C’est par une chaude matinée, plus précisément le mardi  2 mars 2021, que nous avons mis le cap sur Ouaga 2000, le quartier où se trouve l’institut de beauté d’Ayélé Da, le Black roots salon, ouvert depuis 2013. Vent sec chargé de poussière ici et là : pas de doute, l’harmattan se fait déjà sentir. Si le GPS nous a été d’une grande aide pour retrouver l’institut en question, il faut reconnaître qu’à la fin, nous avons un peu perdu le nord. En effet, en l’absence d’une pancarte indicative, il nous était difficile de savoir si nous étions arrivé à bon port. Mais un coup de fil à notre hôte et l’affaire était réglée.

En lieu et place d’un salon comme on a l’habitude d’en voir au Burkina, c’est dans une villa que nous avons été accueilli après que nous nous soyons soumis aux règles de la maison : lavage des mains et changement de chaussures pour éviter de propager des microbes, nous a indiqué le jeune homme venu à notre rencontre. Dans la cour, tout comme à l’extérieur d’ailleurs, rien ne permet de savoir qu’il s’agit d’un institut de beauté.
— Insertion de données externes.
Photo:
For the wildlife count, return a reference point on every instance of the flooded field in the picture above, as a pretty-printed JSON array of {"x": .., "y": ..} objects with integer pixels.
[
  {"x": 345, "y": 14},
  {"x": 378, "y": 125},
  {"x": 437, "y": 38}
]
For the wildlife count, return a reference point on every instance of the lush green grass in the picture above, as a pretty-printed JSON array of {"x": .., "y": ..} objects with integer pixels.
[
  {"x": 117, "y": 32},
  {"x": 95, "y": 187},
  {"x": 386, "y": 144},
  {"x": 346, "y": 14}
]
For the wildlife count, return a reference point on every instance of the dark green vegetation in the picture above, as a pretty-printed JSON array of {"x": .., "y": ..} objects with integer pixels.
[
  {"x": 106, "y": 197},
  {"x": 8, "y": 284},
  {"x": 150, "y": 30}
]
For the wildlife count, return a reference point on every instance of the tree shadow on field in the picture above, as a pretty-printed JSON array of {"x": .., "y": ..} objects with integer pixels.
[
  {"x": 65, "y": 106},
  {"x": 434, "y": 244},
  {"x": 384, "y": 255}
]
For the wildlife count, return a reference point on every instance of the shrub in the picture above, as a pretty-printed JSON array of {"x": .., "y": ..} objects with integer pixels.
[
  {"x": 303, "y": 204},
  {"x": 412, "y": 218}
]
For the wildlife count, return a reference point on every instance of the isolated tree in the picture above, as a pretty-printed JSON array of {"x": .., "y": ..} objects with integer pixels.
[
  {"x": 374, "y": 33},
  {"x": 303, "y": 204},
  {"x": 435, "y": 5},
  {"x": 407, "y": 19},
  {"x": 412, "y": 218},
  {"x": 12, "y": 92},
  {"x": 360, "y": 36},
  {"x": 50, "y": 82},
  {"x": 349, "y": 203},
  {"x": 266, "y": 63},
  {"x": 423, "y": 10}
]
Pourquoi tant de discrétion ? Nous ne tarderons pas à le savoir.

Pour faire le massage, il faut un cadre apaisant, une lumière tamisée, de bonnes senteurs et de la musique douce pour relaxer au mieux le client

Dans le vestibule où on nous a installé, matériels de coiffure, miroirs géants, produits de beauté mais aussi des aliments, des sacs, etc. sont en vente. Tout en regardant de temps à autre la télévision, nous avons eu l’occasion d’apprécier l’agencement des couleurs marron, rose, vert clair et blanc, utilisés pour peindre les murs et les portes. Ce décor conférait à l’ensemble du vestibule  un charme apaisant, surtout que le silence était de rigueur.

C’est finalement la maîtresse des lieux qui mettra fin à nos rêveries. Du genre « petit modèle » comme on le dit si bien en Afrique, la jeune fille était l’opposée de tout ce que nous avions pu imaginer. Mais si en apparence, elle semblait très jeune, la réalité est tout autre.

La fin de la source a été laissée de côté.